VS Code, WPI Example - committing to GitHub

Hi All, and Git gurus in particular

VS Code is great, The WPI extensions are awesome, the example programs are great.

Getting a new example into GitHub is not so much fun…

This is the process I have found to work after a couple of hours of playing around. I plan to give this to my students, but I am posting here in the hope that there will be suggestions for improvement.

I would welcome comments from any Git gurus about a better sequence.


  1. Create a new repo on GitHub (my example is GettingStarted). Importantly, do NOT initialize with README, license etc.

  2. In VS Code, use the WPI extension “Create Project” to create a new project (I used the GettingStarted example). Make sure you have ticked the “Create new folder” option

  3. In VS Code, go to the Source Control pane. It will say “No source control providers registered”. Initialize a new local repo by clicking the little button at top left of the pane (hover over it and it will say “Initialize repository”). It will ask you to pick a workspace folder - I have been using the same folder as the project.

  4. It will then ask if you want to open the new repo or add to workspace. I have been adding to workspace.

  5. The source control pane will now show all the files that have been added. Hover over the heading “CHANGES” and you will see a “+” appear, to stage the new files. Click the “+”.
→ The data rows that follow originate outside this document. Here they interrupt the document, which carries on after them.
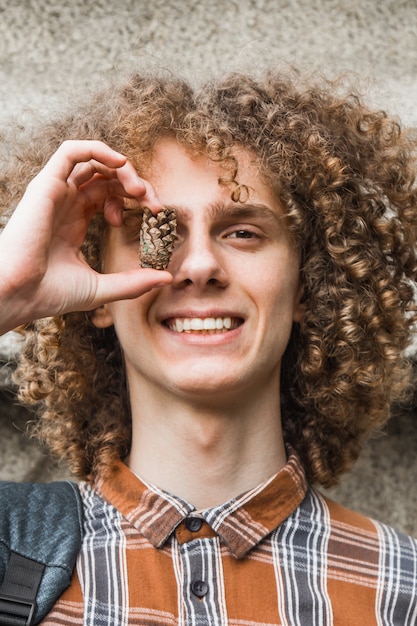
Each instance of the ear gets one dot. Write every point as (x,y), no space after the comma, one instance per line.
(101,317)
(299,308)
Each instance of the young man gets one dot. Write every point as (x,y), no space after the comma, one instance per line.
(201,414)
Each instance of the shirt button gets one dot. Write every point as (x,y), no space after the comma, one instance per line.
(199,588)
(193,524)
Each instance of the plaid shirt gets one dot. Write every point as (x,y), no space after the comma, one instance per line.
(280,554)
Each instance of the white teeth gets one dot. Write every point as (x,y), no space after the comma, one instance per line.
(188,324)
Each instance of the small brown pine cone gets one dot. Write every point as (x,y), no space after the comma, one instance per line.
(157,237)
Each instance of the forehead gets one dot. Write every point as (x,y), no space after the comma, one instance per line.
(175,174)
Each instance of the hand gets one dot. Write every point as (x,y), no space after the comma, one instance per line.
(43,272)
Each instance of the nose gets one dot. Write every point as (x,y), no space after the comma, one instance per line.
(198,261)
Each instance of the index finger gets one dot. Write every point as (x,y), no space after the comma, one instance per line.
(71,152)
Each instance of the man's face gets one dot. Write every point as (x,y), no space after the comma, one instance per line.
(220,329)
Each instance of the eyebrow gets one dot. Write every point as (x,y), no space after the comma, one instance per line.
(221,211)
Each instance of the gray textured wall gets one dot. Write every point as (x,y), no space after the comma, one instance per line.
(50,50)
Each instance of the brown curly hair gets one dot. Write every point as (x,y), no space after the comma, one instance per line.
(346,175)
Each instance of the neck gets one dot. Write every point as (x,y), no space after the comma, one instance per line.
(200,452)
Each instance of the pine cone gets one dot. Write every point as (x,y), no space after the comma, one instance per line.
(157,238)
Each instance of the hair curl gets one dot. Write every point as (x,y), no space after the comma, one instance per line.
(346,175)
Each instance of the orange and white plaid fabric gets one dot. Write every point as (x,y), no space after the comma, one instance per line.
(281,554)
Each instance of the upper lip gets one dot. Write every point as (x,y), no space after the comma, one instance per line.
(188,313)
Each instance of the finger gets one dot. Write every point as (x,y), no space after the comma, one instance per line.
(128,285)
(63,161)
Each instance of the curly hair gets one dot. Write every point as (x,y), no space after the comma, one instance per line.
(346,176)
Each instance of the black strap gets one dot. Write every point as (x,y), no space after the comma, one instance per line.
(18,591)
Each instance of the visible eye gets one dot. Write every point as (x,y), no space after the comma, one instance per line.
(242,234)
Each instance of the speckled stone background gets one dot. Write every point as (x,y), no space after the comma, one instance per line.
(52,51)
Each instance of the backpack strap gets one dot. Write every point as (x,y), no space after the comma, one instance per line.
(40,538)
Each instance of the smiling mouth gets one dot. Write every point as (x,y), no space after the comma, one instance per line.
(203,325)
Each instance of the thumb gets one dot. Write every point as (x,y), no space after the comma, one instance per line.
(128,285)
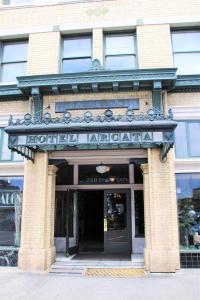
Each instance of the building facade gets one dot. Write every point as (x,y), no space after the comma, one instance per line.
(99,131)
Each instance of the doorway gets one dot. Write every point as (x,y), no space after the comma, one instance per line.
(91,233)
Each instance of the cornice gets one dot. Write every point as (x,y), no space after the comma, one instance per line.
(98,79)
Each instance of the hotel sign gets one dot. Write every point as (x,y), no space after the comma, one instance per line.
(95,138)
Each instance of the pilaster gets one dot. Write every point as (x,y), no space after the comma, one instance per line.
(37,250)
(161,222)
(97,51)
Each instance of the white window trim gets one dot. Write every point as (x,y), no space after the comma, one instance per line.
(5,117)
(186,112)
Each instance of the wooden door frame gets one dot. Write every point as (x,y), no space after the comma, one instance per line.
(128,215)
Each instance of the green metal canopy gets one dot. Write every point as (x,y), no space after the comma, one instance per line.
(106,131)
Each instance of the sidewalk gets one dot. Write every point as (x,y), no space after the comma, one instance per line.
(14,285)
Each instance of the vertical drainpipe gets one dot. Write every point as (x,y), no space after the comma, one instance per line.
(157,95)
(37,102)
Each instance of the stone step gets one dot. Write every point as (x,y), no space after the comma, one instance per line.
(96,265)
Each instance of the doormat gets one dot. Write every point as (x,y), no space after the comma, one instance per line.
(116,272)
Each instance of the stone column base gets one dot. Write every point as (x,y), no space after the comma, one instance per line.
(162,261)
(36,260)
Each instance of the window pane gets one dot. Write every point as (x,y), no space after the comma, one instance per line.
(76,65)
(186,41)
(181,140)
(188,195)
(10,210)
(187,63)
(14,52)
(194,138)
(6,153)
(77,47)
(11,71)
(120,62)
(139,214)
(17,157)
(120,45)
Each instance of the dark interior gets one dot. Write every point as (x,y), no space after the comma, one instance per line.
(91,234)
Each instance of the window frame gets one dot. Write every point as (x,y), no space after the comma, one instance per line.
(75,37)
(3,63)
(188,147)
(180,31)
(120,34)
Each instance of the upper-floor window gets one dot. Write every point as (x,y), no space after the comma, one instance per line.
(186,48)
(187,139)
(77,54)
(120,53)
(13,60)
(5,153)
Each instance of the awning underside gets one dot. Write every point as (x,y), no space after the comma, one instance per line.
(108,131)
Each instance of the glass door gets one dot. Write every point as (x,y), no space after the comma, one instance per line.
(117,221)
(71,222)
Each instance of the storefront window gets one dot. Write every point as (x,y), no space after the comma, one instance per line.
(10,210)
(187,139)
(188,195)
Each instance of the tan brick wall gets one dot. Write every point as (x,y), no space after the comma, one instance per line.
(11,107)
(161,221)
(145,99)
(97,37)
(37,250)
(91,12)
(184,99)
(44,53)
(154,46)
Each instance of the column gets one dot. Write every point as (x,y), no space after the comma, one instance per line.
(161,221)
(37,250)
(97,51)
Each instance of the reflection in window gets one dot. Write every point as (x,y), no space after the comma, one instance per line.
(77,52)
(10,210)
(139,214)
(187,139)
(186,47)
(14,59)
(188,195)
(116,211)
(120,52)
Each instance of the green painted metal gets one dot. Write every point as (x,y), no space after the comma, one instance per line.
(89,132)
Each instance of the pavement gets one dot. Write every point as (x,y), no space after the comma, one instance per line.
(16,285)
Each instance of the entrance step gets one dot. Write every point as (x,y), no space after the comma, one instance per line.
(67,270)
(68,267)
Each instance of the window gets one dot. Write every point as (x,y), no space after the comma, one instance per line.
(186,48)
(120,52)
(188,196)
(5,152)
(10,210)
(187,139)
(77,53)
(13,63)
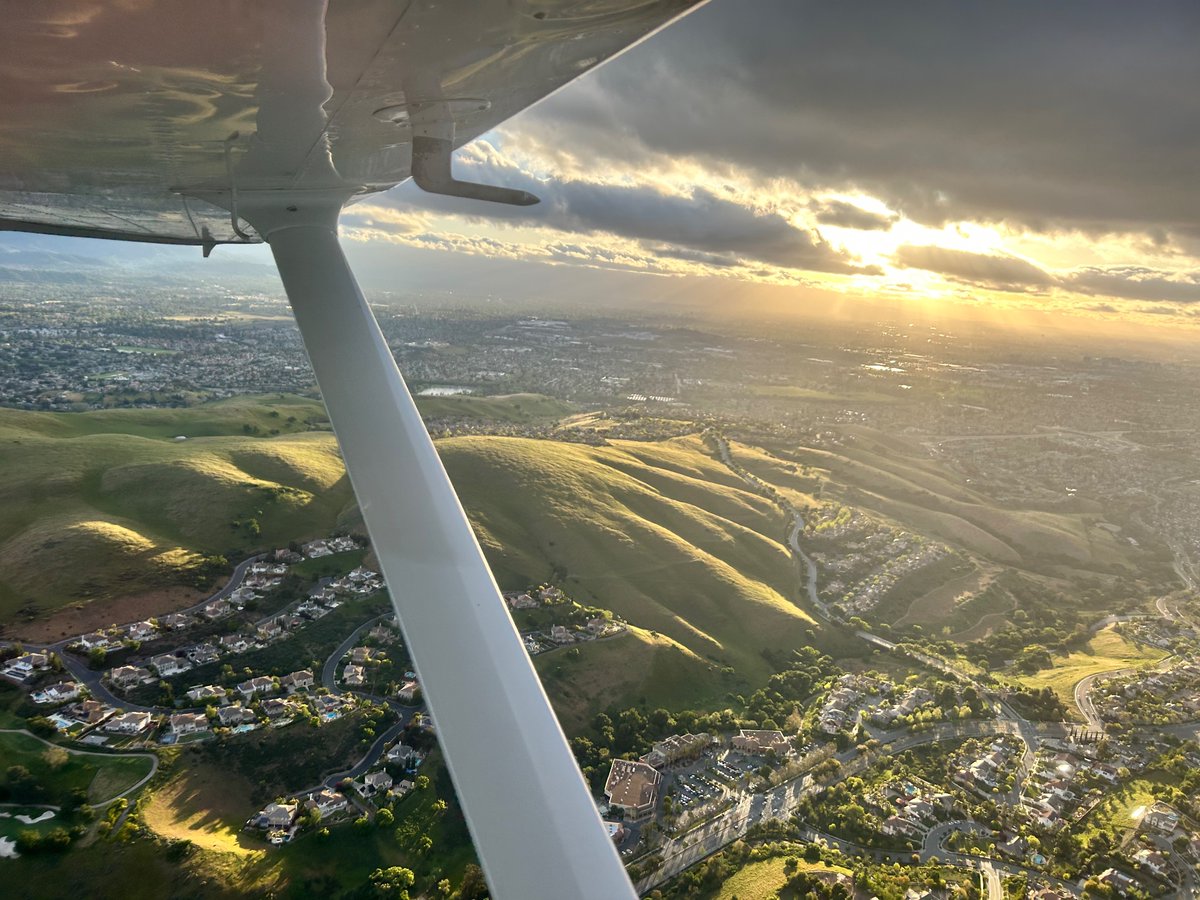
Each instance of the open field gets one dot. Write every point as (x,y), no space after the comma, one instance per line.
(1107,652)
(208,807)
(516,408)
(898,480)
(940,605)
(106,504)
(1123,807)
(57,772)
(653,531)
(634,667)
(763,880)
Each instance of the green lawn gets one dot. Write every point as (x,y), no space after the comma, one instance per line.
(1123,807)
(1105,652)
(102,777)
(505,408)
(762,880)
(655,532)
(135,510)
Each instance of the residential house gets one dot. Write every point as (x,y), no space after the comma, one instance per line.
(168,664)
(1153,861)
(141,631)
(276,708)
(270,629)
(1162,819)
(202,654)
(95,641)
(633,787)
(234,715)
(376,783)
(129,723)
(189,723)
(203,693)
(25,665)
(761,742)
(328,803)
(276,816)
(59,693)
(243,595)
(234,643)
(259,684)
(129,676)
(89,712)
(676,748)
(521,601)
(316,550)
(408,691)
(295,682)
(401,755)
(899,827)
(217,610)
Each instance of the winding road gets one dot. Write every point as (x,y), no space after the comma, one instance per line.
(127,791)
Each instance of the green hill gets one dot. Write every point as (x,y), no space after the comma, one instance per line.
(95,505)
(108,504)
(652,531)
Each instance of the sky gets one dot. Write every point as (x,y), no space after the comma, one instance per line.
(1002,156)
(1017,155)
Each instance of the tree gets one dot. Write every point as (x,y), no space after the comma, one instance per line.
(473,885)
(393,882)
  6. Now at the top of the pane, click the tick mark to commit the staged changes to the local repo.

  7. We are half done - we have a local and a remote repo, but they are not connected. Open a terminal window (see the “Terminal” command in the VS Code menu bar)

  8. In the terminal window, enter the following git commands:
    git remote add origin https://github.com/<repo owner>/<repo name>.git
    git push -u origin master

<repo owner> and <repo name> are replaced with the correct values from the repo you created in step 1. You can actually copy the URL from the button in GitHub that says “Clone or download”. For example, mine looked like:

git remote add origin https://github.com/CDM-Robotics/GettingStarted.git

  1. Now go to your repo on GitHub and refresh the page - you should now see your project files.

Now to update from your local to GitHub.

Make a small change to one of the files. Make sure to save the file.

Go to the Source Control pane. If the CHANGES area is not showing anything, go back and make sure you modified and saved a file.

Click the “+” button to stage the change, then the top tick mark to commit to the local repo. You might want to put a message in the message box first (“First modify” or something more profound)

Now click the ellipses near the tick mark, and select “Push to…”, then select the GitHub remote.

Now go back to GitHub and check the modification has made it through.


As noted above, any comments on improving this process would be very welcome.

Regards
David Evans
6072 - TritonTech

That seems like a pretty standard flow to set up and then commit to a git repository.

The setup steps can happen in a slightly different order. For example, rather than setting up the origin, you could clone your empty remote, then set up your project, then commit the files. But, both are acceptable flows for git.

For the commit in particular, your steps line up to:

Go to the Source Control pane. If the CHANGES area is not showing anything, go back and make sure you modified and saved a file.

This is git status.

Click the “+” button to stage the change, then the top tick mark to commit to the local repo. You might want to put a message in the message box first (“First modify” or something more profound)

This is git commit.

Now click the ellipses near the tick mark, and select “Push to…”, then select the GitHub remote.

This is git push.

Thank you.

That is how I originally thought of doing it, but I wanted the students to be able to use the WPI “Create Project” option, and was not sure how to do that with a cloned remote project already set up.

Any thoughts?

Regards

David

The project setup probably detects a .git in the directory and then uses that git repository. If that’s not found, it does a git init, when then starts the typical remote setup flow…

git init
git remote add origin <url>
git push origin master

If you had followed the clone flow, it would have been
git clone <url>
(create your new VS Code Project)
git commit
git push

For your students, you either do the create project once globally and commit/push the project or you add a .gitignore to tell git to not track files related to the project setup. If you commit project files then everyone uses the same project. If you use the .gitignore approach, then everyone has a local project and just the source gets committed.

There’s pluses and minuses for each.

Everyone having their own project means that local paths, settings, preferences, etc never make it to git. But, this scenario can lead to mismatches of paths to dependencies and can result in a lot of settings debug.

Everyone using one project can lead to merge headaches because git analyzes diffs on a file level and won’t account for format requirements of VS code. Same goes for just about every IDE’s project files.

Thanks again. I will continue playing.

In VSCode, if there is one keystroke you should remember, it is (on Windows) Ctrl-Shift-P.

Then type Git in the command dropdown and you’ll get all the options that the plugin exposes (the list scrolls…it’s not obvious). You can init, push, pull, tag, etc from this list. No terminal required.